Isoprene and acetone concentration profiles during exercise on an ergometer

TL;DR

This study presents a real-time breath analysis setup measuring VOCs like isoprene and acetone during exercise, revealing their dynamic responses and physiological influences with high temporal resolution.

Contribution

The paper introduces a flow-controlled PTR-MS system for continuous, real-time measurement of exhaled VOCs during exercise, capturing dynamic concentration profiles and physiological effects.

Findings

Isoprene concentration increases 3-4 times at exercise onset.

Molar flow of isoprene can increase up to 11-fold during exercise.

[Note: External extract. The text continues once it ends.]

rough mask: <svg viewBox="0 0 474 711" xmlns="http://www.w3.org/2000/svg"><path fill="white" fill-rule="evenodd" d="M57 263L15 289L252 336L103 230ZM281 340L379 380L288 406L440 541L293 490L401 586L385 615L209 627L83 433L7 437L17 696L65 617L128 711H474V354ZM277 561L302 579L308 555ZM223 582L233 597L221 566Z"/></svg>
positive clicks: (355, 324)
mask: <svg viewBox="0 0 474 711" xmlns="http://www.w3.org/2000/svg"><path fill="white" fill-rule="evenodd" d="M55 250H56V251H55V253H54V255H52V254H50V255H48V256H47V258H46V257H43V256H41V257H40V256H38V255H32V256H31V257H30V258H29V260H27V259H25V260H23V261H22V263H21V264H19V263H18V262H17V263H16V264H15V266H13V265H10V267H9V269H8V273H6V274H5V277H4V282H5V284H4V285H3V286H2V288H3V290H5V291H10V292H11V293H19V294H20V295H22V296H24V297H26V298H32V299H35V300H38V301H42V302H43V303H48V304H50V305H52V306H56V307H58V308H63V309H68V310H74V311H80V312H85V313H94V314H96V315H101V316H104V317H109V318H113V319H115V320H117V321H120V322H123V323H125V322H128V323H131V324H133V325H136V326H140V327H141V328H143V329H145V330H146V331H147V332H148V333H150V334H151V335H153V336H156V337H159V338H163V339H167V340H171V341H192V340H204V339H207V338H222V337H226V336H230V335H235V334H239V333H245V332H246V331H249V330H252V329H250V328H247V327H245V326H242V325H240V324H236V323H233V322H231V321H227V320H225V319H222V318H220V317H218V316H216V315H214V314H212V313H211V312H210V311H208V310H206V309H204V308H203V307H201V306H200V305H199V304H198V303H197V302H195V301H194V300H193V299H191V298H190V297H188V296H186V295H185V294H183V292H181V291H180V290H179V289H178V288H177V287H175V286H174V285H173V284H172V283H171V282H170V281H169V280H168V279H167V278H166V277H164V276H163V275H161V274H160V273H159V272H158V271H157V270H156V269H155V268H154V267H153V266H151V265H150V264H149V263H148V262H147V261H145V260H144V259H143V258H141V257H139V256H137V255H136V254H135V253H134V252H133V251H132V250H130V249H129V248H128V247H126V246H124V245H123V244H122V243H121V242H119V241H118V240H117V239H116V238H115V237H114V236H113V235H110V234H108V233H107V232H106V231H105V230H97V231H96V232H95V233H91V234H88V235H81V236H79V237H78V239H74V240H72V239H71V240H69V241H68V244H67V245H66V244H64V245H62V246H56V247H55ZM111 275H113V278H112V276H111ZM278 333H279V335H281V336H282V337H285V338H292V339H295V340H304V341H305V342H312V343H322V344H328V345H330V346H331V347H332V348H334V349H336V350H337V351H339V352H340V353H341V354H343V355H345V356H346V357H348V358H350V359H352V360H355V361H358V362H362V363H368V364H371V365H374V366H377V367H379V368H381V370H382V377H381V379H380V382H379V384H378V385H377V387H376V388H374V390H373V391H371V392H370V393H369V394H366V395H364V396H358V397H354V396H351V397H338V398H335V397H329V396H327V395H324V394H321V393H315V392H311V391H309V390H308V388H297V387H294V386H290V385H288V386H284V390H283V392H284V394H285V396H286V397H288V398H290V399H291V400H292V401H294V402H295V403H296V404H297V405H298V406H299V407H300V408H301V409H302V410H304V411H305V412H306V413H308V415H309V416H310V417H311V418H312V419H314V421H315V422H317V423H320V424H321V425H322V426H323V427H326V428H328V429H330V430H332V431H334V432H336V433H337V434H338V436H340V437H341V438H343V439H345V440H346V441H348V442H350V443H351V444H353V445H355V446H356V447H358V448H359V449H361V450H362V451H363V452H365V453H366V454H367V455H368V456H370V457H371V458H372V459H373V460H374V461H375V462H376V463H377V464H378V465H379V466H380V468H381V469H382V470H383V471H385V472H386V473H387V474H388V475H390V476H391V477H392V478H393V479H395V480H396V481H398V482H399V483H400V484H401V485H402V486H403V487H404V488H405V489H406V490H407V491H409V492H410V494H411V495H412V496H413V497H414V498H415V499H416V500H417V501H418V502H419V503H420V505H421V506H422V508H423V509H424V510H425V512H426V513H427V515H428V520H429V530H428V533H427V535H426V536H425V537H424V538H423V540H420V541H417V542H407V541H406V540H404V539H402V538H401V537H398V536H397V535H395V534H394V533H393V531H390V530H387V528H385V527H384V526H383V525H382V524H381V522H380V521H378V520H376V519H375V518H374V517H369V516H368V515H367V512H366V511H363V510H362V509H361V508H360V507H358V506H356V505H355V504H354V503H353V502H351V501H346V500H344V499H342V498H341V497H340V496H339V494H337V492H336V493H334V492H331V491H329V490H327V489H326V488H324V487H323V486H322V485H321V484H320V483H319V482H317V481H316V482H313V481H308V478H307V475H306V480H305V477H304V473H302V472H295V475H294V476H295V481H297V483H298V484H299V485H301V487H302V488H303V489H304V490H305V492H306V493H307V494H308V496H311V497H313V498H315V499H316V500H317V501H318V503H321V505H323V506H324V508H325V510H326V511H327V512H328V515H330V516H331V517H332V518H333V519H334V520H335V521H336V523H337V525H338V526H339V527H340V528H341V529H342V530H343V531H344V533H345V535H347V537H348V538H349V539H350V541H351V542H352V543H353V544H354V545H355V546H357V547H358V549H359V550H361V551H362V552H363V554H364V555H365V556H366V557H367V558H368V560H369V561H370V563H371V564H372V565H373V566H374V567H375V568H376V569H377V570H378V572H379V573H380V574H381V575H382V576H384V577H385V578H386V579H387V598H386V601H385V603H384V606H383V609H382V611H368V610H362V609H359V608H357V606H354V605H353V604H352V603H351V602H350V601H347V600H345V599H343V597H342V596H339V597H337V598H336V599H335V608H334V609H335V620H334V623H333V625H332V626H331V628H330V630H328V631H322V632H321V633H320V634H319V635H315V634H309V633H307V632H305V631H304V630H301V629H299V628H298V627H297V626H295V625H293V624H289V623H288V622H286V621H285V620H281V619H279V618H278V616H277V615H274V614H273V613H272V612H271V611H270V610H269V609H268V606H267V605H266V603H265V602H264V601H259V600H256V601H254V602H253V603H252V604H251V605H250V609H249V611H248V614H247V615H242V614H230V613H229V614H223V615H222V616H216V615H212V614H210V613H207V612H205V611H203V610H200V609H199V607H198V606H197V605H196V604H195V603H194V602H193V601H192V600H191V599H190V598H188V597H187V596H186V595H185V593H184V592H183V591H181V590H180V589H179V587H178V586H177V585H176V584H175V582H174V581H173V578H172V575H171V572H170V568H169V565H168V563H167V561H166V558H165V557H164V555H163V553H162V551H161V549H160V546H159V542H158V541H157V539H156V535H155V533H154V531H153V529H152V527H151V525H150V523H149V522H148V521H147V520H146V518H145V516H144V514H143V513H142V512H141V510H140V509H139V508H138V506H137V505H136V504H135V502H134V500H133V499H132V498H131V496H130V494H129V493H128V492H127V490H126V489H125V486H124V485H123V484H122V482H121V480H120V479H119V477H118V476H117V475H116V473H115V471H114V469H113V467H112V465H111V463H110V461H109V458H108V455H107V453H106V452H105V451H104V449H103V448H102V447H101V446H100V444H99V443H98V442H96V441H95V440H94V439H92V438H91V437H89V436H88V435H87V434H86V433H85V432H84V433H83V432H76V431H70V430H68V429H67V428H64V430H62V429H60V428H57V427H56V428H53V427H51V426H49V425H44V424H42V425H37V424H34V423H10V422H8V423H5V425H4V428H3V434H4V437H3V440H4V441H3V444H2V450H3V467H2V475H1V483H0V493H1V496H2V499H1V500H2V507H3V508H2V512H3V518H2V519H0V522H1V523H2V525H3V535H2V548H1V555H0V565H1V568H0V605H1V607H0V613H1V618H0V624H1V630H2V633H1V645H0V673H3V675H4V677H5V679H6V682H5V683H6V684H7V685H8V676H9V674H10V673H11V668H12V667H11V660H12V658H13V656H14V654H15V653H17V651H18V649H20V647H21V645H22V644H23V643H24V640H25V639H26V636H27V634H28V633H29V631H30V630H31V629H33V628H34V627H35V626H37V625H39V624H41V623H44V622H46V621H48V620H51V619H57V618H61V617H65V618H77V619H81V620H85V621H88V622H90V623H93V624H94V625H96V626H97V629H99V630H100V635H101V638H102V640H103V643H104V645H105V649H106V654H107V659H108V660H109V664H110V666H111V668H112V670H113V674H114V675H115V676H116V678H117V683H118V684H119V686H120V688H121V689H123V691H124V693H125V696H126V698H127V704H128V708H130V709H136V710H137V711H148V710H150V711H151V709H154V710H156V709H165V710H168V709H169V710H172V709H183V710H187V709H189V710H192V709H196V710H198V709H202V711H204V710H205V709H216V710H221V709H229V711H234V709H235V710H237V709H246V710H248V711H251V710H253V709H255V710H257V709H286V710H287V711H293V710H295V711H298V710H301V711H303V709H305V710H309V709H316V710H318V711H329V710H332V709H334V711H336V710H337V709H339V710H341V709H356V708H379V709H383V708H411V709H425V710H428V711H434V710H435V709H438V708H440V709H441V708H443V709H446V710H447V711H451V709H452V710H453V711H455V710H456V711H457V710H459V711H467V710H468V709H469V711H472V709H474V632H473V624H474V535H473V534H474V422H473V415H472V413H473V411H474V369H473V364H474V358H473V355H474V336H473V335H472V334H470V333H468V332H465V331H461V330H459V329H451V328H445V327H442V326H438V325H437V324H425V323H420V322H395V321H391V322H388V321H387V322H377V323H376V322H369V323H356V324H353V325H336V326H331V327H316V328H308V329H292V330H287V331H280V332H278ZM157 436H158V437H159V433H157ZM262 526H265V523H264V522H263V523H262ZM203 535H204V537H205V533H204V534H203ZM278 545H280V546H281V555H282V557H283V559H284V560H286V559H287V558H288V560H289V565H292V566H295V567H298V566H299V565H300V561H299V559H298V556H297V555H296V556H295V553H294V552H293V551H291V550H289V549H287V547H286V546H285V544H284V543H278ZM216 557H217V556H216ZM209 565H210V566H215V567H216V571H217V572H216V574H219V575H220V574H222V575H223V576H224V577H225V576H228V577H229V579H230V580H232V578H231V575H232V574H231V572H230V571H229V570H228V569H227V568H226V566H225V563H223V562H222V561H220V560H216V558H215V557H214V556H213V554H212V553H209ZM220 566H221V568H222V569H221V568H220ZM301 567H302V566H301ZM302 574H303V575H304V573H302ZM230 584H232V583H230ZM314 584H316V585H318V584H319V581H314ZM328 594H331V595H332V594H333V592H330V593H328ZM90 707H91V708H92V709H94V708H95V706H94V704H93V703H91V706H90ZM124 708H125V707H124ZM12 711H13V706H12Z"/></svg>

Acetone remains relatively stable during exercise.

Abstract

A real-time recording setup combining exhaled breath VOC measurements by proton transfer reaction mass spectrometry (PTR-MS) with hemodynamic and respiratory data is presented. Continuous automatic sampling of exhaled breath is implemented on the basis of measured respiratory flow: a flow-controlled shutter mechanism guarantees that only end-tidal exhalation segments are drawn into the mass spectrometer for analysis. Exhaled breath concentration profiles of two prototypic compounds, isoprene and acetone, during several exercise regimes were acquired, reaffirming and complementing earlier experimental findings regarding the dynamic response of these compounds reported by Senthilmohan et al. [1] and Karl et al. [2]. While isoprene tends to react very sensitively to changes in pulmonary ventilation and perfusion due to its lipophilic behavior and low Henry constant, hydrophilic acetone shows a rather stable behavior. Characteristic (median) values for breath isoprene concentration and molar flow, i.e., the amount of isoprene exhaled per minute are 100 ppb and 29 nmol/min, respectively, with some intra-individual day-to-day variation. At the onset of exercise breath isoprene concentration increases drastically, usually by a factor of ~3-4 within about one minute. Due to a simultaneous increase in ventilation, the associated rise in molar flow is even more pronounced, leading to a ratio between peak molar flow and molar flow at rest of ~11. Our setup holds great potential in capturing continuous dynamics of non-polar, low-soluble VOCs over a wide measurement range with simultaneous appraisal of decisive physiological factors affecting exhalation kinetics.